Digital payments are not only safer than cash, but they can also help small-scale merchants access credit. The report notes that digital payments help merchants “by giving them real-time records of cash flows they can use to support loan applications aimed at funding working capital or job creation”.
Kenya leads the continent, with 89% of adults using digital payments, compared to South Africa’s 67%. Interestingly, Mauritius, which has continent’s highest GDP per capita, had only 64%, while Malawi, with one of the lowest GDPs per capita, had 49% adoption. While higher GDP per capita generally supports digital payment adoption, Africa shows some exceptions, with some lower-income countries leading the way, most likely due to the high use of mobile money transfer services, such as M-Pesa.In Sub-Saharan Africa, 27% of adults said they still pay with cash because they are accustomed to it, and 8% said their merchants only accept cash. “Digital payments cannot replace cash payments until merchants and other payment recipients operate in a supportive business environment, with affordable and reliable access to a digital ecosystem,” the report found.

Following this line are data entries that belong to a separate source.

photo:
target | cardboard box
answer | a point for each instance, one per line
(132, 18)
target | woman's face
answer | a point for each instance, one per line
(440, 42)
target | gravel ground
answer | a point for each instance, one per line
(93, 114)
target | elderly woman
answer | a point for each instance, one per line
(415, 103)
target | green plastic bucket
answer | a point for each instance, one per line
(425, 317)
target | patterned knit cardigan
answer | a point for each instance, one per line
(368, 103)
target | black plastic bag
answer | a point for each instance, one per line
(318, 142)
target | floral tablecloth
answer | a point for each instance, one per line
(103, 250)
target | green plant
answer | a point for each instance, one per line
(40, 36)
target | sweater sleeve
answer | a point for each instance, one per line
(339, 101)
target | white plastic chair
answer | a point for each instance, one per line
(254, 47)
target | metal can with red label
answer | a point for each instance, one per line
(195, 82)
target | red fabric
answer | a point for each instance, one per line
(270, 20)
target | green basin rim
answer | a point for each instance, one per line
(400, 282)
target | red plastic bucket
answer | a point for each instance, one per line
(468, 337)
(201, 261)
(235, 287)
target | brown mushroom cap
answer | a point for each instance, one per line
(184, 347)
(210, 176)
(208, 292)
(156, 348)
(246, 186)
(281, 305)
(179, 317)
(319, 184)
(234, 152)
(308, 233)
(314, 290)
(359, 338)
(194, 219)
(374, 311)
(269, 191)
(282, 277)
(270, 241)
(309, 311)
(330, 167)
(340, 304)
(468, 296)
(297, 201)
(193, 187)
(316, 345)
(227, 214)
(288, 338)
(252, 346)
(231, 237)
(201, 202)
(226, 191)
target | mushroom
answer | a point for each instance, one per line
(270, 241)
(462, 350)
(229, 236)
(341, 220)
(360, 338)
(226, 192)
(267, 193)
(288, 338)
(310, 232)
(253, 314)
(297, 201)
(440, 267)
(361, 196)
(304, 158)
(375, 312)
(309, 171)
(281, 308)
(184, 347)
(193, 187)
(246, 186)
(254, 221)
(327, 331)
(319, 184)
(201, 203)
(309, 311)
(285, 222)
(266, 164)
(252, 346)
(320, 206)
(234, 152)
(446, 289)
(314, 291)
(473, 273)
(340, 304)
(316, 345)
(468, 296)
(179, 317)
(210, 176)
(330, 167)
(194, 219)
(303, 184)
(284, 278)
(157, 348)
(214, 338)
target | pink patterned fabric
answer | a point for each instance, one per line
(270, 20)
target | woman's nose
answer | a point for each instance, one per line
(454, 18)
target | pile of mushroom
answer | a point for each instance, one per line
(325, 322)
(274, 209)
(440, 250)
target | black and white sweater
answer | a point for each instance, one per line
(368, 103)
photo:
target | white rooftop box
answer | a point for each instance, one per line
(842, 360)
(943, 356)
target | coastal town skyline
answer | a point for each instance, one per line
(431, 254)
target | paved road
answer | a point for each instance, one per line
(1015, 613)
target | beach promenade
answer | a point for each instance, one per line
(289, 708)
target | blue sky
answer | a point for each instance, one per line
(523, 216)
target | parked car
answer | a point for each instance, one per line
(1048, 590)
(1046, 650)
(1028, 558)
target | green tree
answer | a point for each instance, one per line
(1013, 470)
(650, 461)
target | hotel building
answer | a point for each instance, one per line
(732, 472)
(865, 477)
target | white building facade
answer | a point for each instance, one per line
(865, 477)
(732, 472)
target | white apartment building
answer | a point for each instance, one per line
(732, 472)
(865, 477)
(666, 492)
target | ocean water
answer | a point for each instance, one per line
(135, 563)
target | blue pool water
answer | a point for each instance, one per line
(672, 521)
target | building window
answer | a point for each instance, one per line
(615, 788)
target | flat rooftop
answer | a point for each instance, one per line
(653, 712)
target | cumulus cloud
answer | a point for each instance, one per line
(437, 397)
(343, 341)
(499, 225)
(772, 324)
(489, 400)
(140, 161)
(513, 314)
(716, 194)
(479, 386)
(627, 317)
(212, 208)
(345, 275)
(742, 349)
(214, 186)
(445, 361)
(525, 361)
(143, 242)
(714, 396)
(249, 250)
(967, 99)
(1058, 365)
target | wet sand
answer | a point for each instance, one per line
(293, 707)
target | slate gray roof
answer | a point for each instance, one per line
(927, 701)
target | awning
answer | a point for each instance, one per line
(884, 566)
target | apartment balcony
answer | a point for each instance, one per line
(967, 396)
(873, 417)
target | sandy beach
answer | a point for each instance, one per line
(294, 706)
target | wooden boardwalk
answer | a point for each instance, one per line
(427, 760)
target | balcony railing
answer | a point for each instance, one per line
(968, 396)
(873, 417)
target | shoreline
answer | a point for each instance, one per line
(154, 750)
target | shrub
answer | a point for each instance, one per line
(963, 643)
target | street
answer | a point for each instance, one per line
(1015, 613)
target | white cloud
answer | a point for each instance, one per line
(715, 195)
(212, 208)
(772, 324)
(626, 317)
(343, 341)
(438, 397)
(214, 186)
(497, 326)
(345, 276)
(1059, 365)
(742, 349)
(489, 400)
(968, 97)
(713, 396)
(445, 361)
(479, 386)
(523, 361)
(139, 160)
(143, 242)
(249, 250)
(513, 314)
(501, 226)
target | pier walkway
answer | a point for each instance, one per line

Globally, over 60% of adults in low- and middle-income countries made or received at least one digital payment. That is up from 34% a decade ago.
- Produced by The Outlier in partnership with Electrum, the next-generation payments software company, powering payments for banks and retailers.
☀️ Future power

South Africa plans to add 105GW of new power to the grid by 2039, according to the new Integrated Resource Plan (IRP 2025). Almost a third of that will come from wind, and nearly a quarter from solar. Gas, storage and nuclear will fill in the rest.
It’s a big goal. Right now, South Africa’s total generation capacity is around 54GW. That’s the maximum we can produce under perfect conditions.
If the plan comes together, total capacity would rise to almost triple current levels over the next 14 years, with a massive shift away from coal (down from 58% to 27%). Wind and solar would take centre stage, and gas would become a key new player, making up 11% of the mix.
Together, wind, solar and gas could supply more than half of South Africa’s electricity by 2039, a very different grid from the one we have today.
The planned 105GW energy additions will include:
| Type | Capacity |
| Wind | 34GW |
| Solar PV | 25GW |
| Gas | 16GW |
| Distributed generation | 16GW |
| Energy storage | 8.5GW |
| Nuclear | 5.2GW |
🍲 Scraping the bowl

The cost of meeting a child’s nutritional needs varies between R826 and R1,085 a month, depending on the age, according to the Pietermaritzburg Economic Justice and Dignity Group (PEJDG). [GroundUp story]
This is significantly more than the Child Support Grant, currently valued at R560 a month. More than 13-million children receive this grant. Children are eligible for the grant if their caregiver earns less than R5,600 a month. The official food poverty line is R796 per person per month.
A silver lining is that the prices of foods included in PEJDG’s calculation have stayed stable over the past year, while the Child Support Grant has increased by R30.
Child hunger is a growing issue in South Africa. According to one estimate, food insecurity affects over 60% of households in the country, and about a quarter of children in South Africa are stunted due to malnutrition. A parliamentary question revealed last year that about 1,450 children under the age of five died of acute malnutrition in 2023.